Aku memang sedikit merasakan rasa nyeri. Tapi rasa nikmat yang
kudapat mengalahkan semuanya. Maka kubiarkan ia terus menekan dan
menekan. Bahkan aku sesekali mengangkat pantatku agar tusukannya lebih
dalam. Dan aku bisa merasakan gesekan batangnya. Lembut meluncur di
sepanjang dinding anusku.
Akhirnya, pinggul Om-ku mulai lancar bergerak maju mundur layaknya
sebuah 'piston' pada sebuah alat pengebor. Inilah anal seks pertamaku!
Terus terang aku ada perasaan seperti kehilangan sesuatu. Tapi di sisi
lain aku seperti mendapatkan sesuatu yang lain: rasa nikmat yang belum
pernah kurasakan dan sentuhan kasih sayang dari Om-ku yang berbeda dari
biasanya.
Aku merasa benar-benar dalam naungan dan kekuasaannya. Tapi aku
menikmatinya. Demikian juga dia. Suara 'ah oh' mulai terdengar dari
mulutnya. Sementara aku melenguh-lenguh kenikmatan. Aku memang sungguh
kenikmatan. Benda pejal itu serasa menggesek dan menggelitik seluruh
syaraf tubuhku bagian dalam.
Kegelian yang tak bisa kugaruk. Kenikmatan yang sulit kuatasi.
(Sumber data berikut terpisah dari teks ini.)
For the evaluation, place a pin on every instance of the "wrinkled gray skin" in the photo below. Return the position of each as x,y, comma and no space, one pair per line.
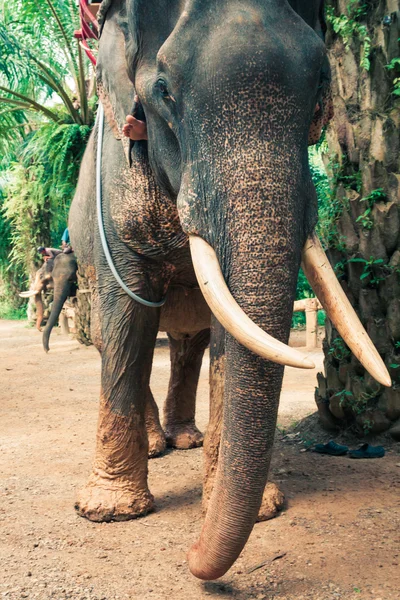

Mataku semakin berair merasakan desiran-desiran halus di sekujur
tubuhku yang makin lama berubah menjadi desak-desakan rasa geli dan
nikmat yang berbaur jadi satu.
Posisi Om Wijoyo kini tidak lagi menindihku tapi ia sudah berlutut
di antara kedua kaki dan pahaku yang dibentangkannya lebar-lebar. Ia
bagai koboi yang tengah menghela kuda tunggangannya. Sementara aku
tersengal-sengal oleh sodokan-sodokan nikmatnya. Bulu-bulu di perutnya
yang agak buncit itu tampak basah oleh keringat. Tubuhnya yang 'sekel'
tampak berkilat, bagai seorang kstaria berbaju baja. Kulit tubuhnya
yang bersih terlihat memerah oleh gelora birahinya sendiri.